Diaphragmatic paralysis causes paradoxical movement of the diaphragm. Unilateral paralysis is usually asymptomatic but bilateral paralysis can lead to orthopnoea, poor exercise tolerance and respiratory fatigue.
Posterior abdominal hernias
This condition is also called lumbar hernias. These can occur through the superior triangle (triangle of Grynfeltt-Lesshaft) or the inferior triangle (Petit’s triangle) which are rare. They may be either congenital or acquired.
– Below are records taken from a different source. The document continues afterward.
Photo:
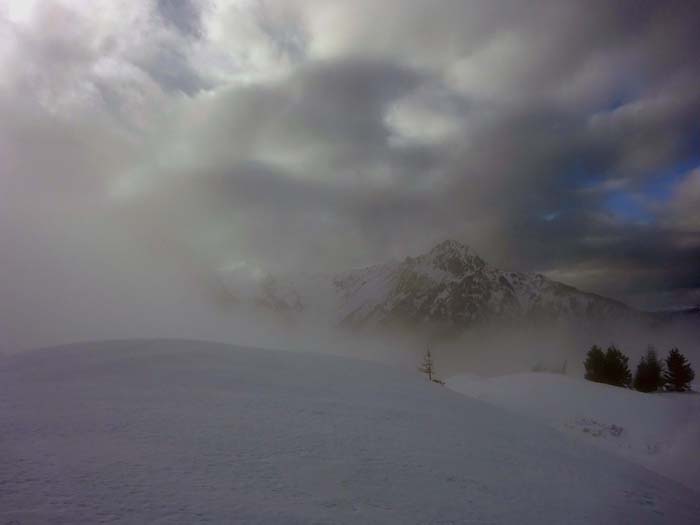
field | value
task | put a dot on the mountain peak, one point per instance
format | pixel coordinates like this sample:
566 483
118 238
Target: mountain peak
452 247
454 257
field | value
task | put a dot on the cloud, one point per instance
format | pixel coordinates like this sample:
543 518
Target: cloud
324 134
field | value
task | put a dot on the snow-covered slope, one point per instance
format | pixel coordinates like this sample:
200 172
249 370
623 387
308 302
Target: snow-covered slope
450 287
185 432
659 431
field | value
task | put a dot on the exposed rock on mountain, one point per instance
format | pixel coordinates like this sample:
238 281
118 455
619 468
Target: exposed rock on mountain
450 286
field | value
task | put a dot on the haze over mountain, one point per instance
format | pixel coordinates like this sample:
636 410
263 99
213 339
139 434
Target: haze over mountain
449 287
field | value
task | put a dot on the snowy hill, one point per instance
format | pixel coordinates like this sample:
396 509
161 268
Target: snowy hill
448 287
191 432
658 431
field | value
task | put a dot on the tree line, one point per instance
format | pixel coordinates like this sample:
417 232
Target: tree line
611 367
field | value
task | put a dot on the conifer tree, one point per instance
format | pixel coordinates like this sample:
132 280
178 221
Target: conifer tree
649 374
617 370
678 373
427 366
595 364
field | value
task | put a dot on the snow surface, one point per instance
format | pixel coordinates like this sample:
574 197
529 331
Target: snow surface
658 431
192 432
Congenital lumbar hernias are more common than the acquired type. Acquired hernias may be either primary or secondary.
Primary lumbar hernias occur spontaneously while secondary hernias follow infection, trauma or a surgical procedure. Severe blunt trauma can lead to “diffuse” hernias which are not through the two lumbar triangles and are difficult to repair. They are diagnosed clinically as they present with flank hematomas or ecchymoses, bulges or localized or referred pain.
The diagnosis can be confirmed with a CT scan and treatment consists of emergency celiotomy as there may be associated intra-abdominal injury to organs associated with trauma.